Créer un jeu vidéo, c’est gravir une montagne. Cela demande un lourd bagage de compétences en code, en graphisme, en mécaniques de jeu et souvent en narration. C’est un travail de longue haleine, qui peut durer des années avant de finir un titre prêt à être vendu. Et encore faut-il qu’il se vende. La tâche pourrait sembler impossible. Mais « rien n’est impossible quand on aime », ont pu se dire les deux développeurs de The Planet Crafter. Parce qu’Amélie Bernardi et Brice Cavallin, les fondateurs du studio Miju Games, forment avant tout un couple. Et ils ont eu la bonne idée de cimenter leur union par des projets fous : créer des univers ludiques.
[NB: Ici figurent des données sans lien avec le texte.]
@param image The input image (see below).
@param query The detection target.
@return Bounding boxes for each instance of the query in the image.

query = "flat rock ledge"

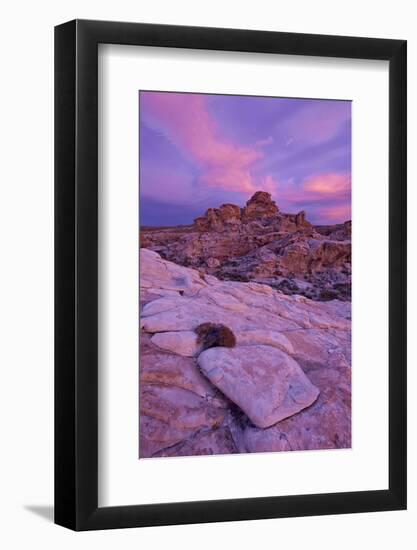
[198,346,320,428]
[139,249,351,458]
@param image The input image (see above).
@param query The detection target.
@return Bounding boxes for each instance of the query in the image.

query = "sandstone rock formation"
[139,249,351,457]
[141,191,351,301]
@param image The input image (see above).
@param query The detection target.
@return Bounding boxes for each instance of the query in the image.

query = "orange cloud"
[303,173,351,195]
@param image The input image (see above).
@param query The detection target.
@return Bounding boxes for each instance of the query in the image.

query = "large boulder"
[242,191,278,222]
[198,345,319,428]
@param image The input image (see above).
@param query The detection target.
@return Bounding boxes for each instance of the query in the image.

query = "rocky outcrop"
[198,344,319,428]
[139,249,351,457]
[141,191,351,301]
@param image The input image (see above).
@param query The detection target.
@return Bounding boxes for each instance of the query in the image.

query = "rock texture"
[139,248,351,457]
[141,191,351,301]
[198,345,319,428]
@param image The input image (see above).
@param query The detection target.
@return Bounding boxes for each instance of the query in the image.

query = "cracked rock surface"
[139,249,351,458]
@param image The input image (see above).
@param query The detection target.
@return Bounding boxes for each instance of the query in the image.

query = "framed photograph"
[55,20,406,530]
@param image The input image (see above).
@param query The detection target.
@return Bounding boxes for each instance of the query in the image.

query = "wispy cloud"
[141,92,275,194]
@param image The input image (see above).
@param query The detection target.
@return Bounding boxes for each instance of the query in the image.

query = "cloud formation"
[140,92,351,225]
[141,92,275,197]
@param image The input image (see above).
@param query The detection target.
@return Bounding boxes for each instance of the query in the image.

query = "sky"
[139,91,351,226]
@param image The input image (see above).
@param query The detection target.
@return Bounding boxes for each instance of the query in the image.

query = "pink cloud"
[303,173,351,196]
[141,92,276,197]
[276,173,351,223]
[287,101,350,143]
[318,203,352,223]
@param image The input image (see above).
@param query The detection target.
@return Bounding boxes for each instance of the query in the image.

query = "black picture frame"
[55,20,407,531]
Le dernier en date, The Planet Crafter donc, propose de relever un défi au moins aussi osé que le développement d’un jeu ou d’une relation : coloniser et rendre habitable une planète entière. Aujourd’hui, le soft n’est pas encore fini. Mais il est disponible en accès anticipé sur la plateforme Steam. Et c’est d’ores et déjà un succès, comme en témoignent les plus de 19 000 évaluations majoritairement “extrêmement positives” ainsi que la communauté de joueurs active sur le Discord, un groupe de discussion, de l’entreprise.
Danghost est un jeu de puzzle développé par l’équipe de joyeux drilles d’Umeshu Lovers dans le quartier de Saint-Aubin à Toulouse. Il se démarque de ses consorts par un mode multijoueurs déjanté ayant déjà séduit des dizaines de familles et d’amis lors des conventions où le jeu a été présenté. Le tout, grâce à un mode histoire léché et positif à base de petits esprits évoluant dans un univers coloré et par une direction artistique ambitieuse.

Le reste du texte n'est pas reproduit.